Dalam bukunya, Toynbee mengemukakan teorinya yang didasarkan
atas penelitiannya pada 21 kebudayaan yang sempurna dan 9 kebudayaan yang
kurang sempurna yang ada diseluruh dunia. Misalnya, kebudayaan yang sempurna
diantaranya Yunani, Roma, Maya (Amerika Tengah), Hindu, Barat (Eropa), Eropa Timur
dan sebagainya. Sedangkan yang tidak sempurna antara lain Eskimo, Sparta,
Polynesia, Turki dan sebagainya.
Berdasarkan teori yang disampaikan dalam buku-bukunya,
Arnold J. Toynbee memberi kesimpulan yaitu dalam gerak sejarah tidak terdapat
hukum tertentu yang menguasai dan mengatur timbul tenggelamnya
kebudayaan-kebudayaan dengan pasti (Tamburaka, 1999: 65). Dari
latar belakang di atas, maka penulis akan membahas bagaimana ‘’ pandangan
sejarah menurut Arnold J. Toynbee’’.
1.2. Rumusan Masalah
1.
Bagaimana biografi Arnold J. Toynbee?
2.
Bagaimana konsep sejarah menurut Arnold J.
Toynbee?
3.
Bagaimana pandangan filsafat sejarah pada zaman
modern menurut Arnold J.Toynbee?
1.3. Tujuan
1.
Mengetahui biografi Arnold J. Toynbee.
2.
Mengetahui konsep sejarah menurut Arnold J. Toynbee.
3.
Mengetahui pandangan filsafat sejarah pada
zaman modern menurut Arnold J. Toynbee.
BAB 2
PEMBAHASAN
2.1. Biografi Arnold J. Toynbee
Arnold
J. Toynbee lahir pada 14 April 1889 di London.
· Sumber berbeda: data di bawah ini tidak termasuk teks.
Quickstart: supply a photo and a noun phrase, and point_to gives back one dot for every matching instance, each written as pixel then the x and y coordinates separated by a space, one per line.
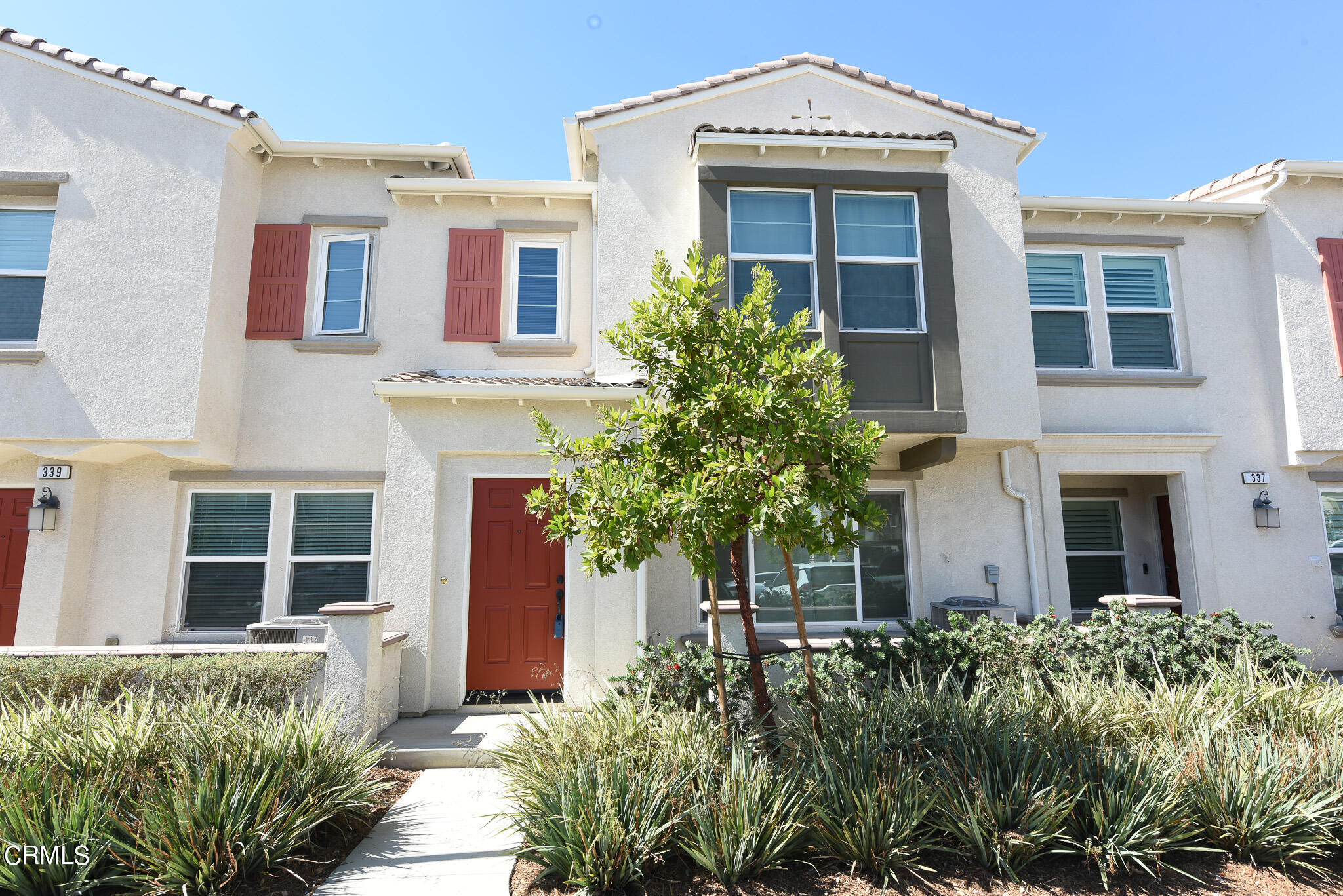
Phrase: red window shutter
pixel 474 285
pixel 1331 260
pixel 278 282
Arnold Joseph Toynbee adalah
anak dari Henry Valpy Toynbee, seorang pengimpor teh yang beralih menjadi
pekerja sosial, dan Sarah Edith Marshall, sarjana unofficial di bidang sejarah
dari Universitas Cambridge. Semasa kecil, Toynbee dididik oleh ibunya dan
seorang guru privat perempuan. Kemudian dia meneruskan ke Wotton Court di Kent
dan Winchester College. Dia cemerlang dalam studinya, dan mendapatkan beasiswa
untuk disiplin sastra Yunani dan Romawi Kuno ke Balliol College, Oxford. Ketika
menggeluti sastra Yunani dan Romawi kuno.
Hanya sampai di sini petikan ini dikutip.